I wish the Senators were listening when Frazer, before the Ethiopian invasion, said there were 5,000 Eritrean troops in Somalia. How did you get that number? Where did they go? Did you let them all go? Did the US fighter jets wave to them as they flew back to Asmara? You would think Senators like Russ Feingold would know to ask Bush administration officials these type questions, especially after the trumped up Iraq and Iran intelligence reports.
Meanwhile, Frazer continued to regard the Ethiopian regime as the US's only real ally for peace and stability in the Horn. Funny how supporting an ethno centric minority regime that represents at best 5% of the Ethiopian population and has been in the center of the largest humanitarian crises in the world during 2007 is seen as our best hope for peace and stability. The US could do more for peace and stability in the Horn of Africa by simply discontinuing military funding for the regime which has initiating every
major crises in the Horn during 2007 (hint, hint, HR 2003).

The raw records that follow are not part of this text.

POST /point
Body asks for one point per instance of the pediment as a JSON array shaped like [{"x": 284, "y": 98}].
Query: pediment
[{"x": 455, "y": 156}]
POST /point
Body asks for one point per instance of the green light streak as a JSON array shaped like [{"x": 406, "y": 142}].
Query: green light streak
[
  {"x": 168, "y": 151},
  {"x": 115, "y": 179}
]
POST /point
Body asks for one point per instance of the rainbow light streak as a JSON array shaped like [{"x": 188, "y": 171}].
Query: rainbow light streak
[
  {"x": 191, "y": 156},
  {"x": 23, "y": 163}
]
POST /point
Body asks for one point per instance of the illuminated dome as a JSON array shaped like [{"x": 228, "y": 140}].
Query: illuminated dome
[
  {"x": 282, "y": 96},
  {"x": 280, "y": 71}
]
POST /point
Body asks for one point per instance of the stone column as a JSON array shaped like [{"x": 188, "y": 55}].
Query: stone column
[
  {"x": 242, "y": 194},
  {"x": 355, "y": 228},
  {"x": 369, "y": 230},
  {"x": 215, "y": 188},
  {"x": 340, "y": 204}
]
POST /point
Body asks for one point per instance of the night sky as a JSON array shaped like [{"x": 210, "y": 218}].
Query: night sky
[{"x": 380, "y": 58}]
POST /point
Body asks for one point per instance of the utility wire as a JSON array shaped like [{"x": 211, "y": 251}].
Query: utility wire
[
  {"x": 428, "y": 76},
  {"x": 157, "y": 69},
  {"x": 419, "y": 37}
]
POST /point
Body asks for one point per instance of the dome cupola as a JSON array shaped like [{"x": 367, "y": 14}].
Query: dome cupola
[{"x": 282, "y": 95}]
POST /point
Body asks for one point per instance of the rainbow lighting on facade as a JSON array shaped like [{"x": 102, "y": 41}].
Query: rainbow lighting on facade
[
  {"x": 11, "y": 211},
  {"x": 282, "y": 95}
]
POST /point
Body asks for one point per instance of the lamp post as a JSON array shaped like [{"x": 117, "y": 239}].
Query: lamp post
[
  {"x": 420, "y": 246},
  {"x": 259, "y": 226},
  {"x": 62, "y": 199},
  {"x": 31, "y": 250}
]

No, but according to Senator Feingold, the Bush administration is asking Congress for a seven fold increase in funding for Ethiopia while actually decreasing the overall funding for the rest of sub-Saharan Africa. So let me get this straight, the military responsible for far and away most war crimes during 2007 gets a seven fold increase in funding from the US in 2008. Interesting. God knows how many more innocent people Meles can massacre in the Ogaden and Somalia with this US tax payer manna.
So I was relieved to hear from multiple panelists that as compared to every other nation in sub-Saharan Africa, the US has the least amount of influence over the Eritrea government. Of course, this was depicted as a negative. As
if US political leverage with Eritrea through huge aid packages will lead to peace and security for Eritreans as it has for Ethiopians…
Similarly, near the end of the hearing, panelists David Shinn, former US ambassador to Ethiopia, said it was very "notable" that the Eritrean government would not accept large sums of aid unless it concluded the aid
was in the long term interest of Eritrea. What a crime, a government that isn't willing to pimp itself out to disastrous foreign interests.
Note to Feingold, a Senate interested in long-term peace and security in the Horn might want to support the forces of peace and security instead of banking rolling butchers.